CLIPS-LIS-LSR-LABRI Experiments at TRECVID 2004, G. Quénot, D. Mararu, S.Ayache, M. Charhad, L. Besacier, P. Mulhem, M. Guironnet, D. Pellerin, J. Gensel, L. Carminati, TRECVID'2004 Workshop, Gaithersburg, MD, USA, November 15-16, 2004.

This paper presents the systems used by CLIPS-IMAG and its partners, LSR-IMAG, LIS and LABRI laboratories, to perform the tasks proposed in the TRECVID 2004 workshop. SBD was performed using a system based on image difference with motion compensation and direct dissolve detection. This system gives control of the silence to noise ratio over a wide range of values and for an equal value of noise and silence (or recall and precision), the F1 value is 0.83 for all types of transitions.
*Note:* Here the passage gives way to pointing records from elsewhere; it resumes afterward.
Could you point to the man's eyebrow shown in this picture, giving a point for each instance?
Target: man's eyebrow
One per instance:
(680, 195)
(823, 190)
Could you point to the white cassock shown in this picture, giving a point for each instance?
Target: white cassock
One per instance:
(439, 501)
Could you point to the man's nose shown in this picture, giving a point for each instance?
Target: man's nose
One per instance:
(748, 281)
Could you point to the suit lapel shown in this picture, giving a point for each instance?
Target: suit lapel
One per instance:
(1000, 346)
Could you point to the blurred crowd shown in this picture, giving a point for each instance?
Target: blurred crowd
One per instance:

Story segmentation was performed using a combination of multi-modal detectors and the F1 value for the optimal system configuration was 0.48. Feature extraction was achieved using a combination of lexical context based classification, a color and texture based classification and face recognition. The search system uses a user controlled combination of five mechanisms: keywords, similarity to example images, semantic categories, similarity to already identified positive images, and temporal closeness to already identified positive images. The mean average precision of the system (with the most experienced user) is 0.24.